Szpiro mentions this subject only briefly, in the final chapter, but the discussion is marred by another error. He describes the following problem as a far-fetched application of packing problems (it is actually a standard type of problem in error-correcting codes). The problem is to find as many strings of ten decimal digits as possible, subject to the constraint that any two of the strings must differ by at least two units in each position. He misuses the known bounds on the density of sphere packing in ten-dimensional space to conclude that “at least 400,000,000 signals can be represented, which is sufficient for all words in all languages of the globe”. However, the correct answer is not 400,000,000, but 5.

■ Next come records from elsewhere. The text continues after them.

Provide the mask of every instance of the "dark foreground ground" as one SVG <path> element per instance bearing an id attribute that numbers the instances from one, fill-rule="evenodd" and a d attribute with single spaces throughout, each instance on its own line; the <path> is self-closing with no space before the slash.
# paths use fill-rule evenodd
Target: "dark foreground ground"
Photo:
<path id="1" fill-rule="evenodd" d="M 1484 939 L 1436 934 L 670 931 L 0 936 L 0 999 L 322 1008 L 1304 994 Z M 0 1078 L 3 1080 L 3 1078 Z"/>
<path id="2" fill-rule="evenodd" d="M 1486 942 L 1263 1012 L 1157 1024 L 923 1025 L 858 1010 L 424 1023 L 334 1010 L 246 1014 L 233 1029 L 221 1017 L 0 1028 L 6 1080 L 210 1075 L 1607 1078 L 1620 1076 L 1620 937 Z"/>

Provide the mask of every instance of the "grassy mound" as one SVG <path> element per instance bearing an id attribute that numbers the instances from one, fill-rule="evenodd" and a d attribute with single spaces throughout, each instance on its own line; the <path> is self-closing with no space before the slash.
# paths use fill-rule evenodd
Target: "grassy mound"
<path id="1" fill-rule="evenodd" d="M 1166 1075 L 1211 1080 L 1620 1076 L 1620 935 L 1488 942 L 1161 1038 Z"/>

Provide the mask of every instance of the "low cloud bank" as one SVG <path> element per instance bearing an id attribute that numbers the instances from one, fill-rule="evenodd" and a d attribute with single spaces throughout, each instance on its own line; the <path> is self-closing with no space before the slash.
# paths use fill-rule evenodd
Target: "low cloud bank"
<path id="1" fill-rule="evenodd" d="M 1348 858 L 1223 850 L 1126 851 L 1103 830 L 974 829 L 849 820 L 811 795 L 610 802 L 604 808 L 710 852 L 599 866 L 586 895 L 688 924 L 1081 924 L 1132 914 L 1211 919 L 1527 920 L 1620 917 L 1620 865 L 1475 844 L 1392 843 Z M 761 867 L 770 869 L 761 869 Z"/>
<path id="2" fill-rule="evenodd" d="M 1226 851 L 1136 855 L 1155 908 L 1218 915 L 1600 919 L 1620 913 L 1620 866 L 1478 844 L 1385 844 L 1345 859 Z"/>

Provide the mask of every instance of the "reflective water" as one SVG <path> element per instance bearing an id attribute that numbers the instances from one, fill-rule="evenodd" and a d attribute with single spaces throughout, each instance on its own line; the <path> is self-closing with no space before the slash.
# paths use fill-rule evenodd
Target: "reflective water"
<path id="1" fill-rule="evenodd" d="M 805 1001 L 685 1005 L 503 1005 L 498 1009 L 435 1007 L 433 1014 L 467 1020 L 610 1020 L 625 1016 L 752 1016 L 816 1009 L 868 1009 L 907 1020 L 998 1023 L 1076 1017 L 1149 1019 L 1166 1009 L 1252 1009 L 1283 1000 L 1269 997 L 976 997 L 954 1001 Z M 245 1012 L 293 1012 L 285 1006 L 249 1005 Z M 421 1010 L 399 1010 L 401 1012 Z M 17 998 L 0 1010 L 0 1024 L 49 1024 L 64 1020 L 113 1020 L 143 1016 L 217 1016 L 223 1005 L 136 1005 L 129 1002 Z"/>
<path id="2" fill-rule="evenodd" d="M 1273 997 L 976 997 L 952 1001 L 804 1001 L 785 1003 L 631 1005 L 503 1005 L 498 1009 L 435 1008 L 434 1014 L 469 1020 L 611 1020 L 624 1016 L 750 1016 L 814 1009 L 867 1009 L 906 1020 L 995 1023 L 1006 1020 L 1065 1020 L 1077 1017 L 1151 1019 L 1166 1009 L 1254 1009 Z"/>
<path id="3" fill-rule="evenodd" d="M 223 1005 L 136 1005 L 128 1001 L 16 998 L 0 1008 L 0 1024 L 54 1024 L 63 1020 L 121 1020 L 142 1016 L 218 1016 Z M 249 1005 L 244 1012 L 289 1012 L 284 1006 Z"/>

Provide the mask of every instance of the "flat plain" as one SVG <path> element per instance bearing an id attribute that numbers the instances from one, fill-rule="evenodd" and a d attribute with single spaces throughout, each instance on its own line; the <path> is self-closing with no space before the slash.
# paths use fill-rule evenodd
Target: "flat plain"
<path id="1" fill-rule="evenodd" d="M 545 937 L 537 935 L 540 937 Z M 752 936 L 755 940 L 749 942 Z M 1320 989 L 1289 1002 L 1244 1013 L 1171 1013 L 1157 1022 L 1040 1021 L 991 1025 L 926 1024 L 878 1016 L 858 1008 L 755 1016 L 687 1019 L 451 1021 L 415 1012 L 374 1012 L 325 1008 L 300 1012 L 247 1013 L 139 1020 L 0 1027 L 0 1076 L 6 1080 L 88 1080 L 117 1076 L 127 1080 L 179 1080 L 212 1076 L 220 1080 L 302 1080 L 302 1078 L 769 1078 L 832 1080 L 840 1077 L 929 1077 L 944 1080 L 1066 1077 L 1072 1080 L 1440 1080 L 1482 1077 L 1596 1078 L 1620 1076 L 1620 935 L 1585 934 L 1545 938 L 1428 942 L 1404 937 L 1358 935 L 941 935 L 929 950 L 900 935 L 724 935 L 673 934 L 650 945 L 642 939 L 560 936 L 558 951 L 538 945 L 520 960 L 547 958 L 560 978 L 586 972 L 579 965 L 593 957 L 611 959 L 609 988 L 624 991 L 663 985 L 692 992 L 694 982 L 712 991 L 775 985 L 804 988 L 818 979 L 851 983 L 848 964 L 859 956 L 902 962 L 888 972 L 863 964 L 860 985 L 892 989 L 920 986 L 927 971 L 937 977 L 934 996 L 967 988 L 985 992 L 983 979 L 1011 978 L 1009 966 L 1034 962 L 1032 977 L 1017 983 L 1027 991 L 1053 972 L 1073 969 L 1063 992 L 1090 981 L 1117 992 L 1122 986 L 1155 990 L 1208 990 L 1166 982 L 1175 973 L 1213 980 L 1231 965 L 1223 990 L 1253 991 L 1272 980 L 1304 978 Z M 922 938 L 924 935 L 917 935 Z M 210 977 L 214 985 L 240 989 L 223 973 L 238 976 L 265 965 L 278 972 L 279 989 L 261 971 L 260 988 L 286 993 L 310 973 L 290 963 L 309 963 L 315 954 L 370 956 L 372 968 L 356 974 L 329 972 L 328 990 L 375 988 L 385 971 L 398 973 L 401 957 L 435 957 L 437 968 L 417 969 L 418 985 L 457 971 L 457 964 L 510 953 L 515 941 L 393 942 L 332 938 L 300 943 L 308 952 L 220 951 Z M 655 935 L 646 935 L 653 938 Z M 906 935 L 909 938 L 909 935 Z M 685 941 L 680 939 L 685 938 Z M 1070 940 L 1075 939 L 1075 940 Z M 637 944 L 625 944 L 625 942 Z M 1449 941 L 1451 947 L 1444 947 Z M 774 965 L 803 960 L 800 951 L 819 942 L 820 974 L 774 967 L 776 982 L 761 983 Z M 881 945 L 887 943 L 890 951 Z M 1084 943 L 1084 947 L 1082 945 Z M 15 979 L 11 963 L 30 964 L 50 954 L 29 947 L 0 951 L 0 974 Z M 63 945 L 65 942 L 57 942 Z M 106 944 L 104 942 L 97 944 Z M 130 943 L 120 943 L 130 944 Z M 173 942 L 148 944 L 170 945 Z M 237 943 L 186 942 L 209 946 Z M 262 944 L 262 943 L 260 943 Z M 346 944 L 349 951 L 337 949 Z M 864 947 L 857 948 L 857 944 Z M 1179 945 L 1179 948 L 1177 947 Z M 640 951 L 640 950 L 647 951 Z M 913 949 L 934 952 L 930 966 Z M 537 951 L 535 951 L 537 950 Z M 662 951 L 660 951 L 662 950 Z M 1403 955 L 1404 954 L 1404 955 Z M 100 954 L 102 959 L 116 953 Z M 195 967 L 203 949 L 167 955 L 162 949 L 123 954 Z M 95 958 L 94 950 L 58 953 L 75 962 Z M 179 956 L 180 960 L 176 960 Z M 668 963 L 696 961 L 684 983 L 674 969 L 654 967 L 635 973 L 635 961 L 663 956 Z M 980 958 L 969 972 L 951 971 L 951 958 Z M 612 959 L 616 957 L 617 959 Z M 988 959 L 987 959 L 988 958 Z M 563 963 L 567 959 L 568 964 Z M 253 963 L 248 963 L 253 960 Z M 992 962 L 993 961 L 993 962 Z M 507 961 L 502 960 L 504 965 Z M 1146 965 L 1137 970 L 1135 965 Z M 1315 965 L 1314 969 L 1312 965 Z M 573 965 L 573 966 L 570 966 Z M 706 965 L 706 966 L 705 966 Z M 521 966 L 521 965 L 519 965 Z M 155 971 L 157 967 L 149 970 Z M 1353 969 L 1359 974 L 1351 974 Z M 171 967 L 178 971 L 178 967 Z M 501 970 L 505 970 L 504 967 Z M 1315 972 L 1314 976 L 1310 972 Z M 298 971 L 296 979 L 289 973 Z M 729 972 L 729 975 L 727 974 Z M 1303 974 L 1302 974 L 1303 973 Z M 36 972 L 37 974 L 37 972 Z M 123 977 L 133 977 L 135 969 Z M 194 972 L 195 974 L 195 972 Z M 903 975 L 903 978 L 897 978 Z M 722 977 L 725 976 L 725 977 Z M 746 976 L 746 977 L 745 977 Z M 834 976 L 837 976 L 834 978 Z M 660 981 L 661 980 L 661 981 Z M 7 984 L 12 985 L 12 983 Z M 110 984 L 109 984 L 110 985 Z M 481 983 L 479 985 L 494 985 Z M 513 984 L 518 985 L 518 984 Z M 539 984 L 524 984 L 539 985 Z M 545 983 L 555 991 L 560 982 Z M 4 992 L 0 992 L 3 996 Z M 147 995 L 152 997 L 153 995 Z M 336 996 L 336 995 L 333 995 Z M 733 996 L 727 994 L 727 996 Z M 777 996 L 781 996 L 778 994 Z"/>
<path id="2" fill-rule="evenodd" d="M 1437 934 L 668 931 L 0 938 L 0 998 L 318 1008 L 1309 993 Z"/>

One can only admire Szpiro's valiant attempts to explain the different approaches used by Richard Buckminster Fuller, Wu-Yi Hsiang and Hales in their attacks on the problem (although the serious reader would do better to read Hales' own descriptions). Szpiro's discussion of the arguments between the protagonists is certainly entertaining. He illustrates them with a quotation from Henry Kissinger, who “was once asked why departmental fights are so violent, why back-stabbing is so common among academic colleagues. His answer was short and to the point: 'Because the stakes are so small'.” Typically, not quite relevant, but a good story.

As long as readers skip over the technical sections, the book can be recommended as a readable and informative account of a fascinating chapter in the history of geometry.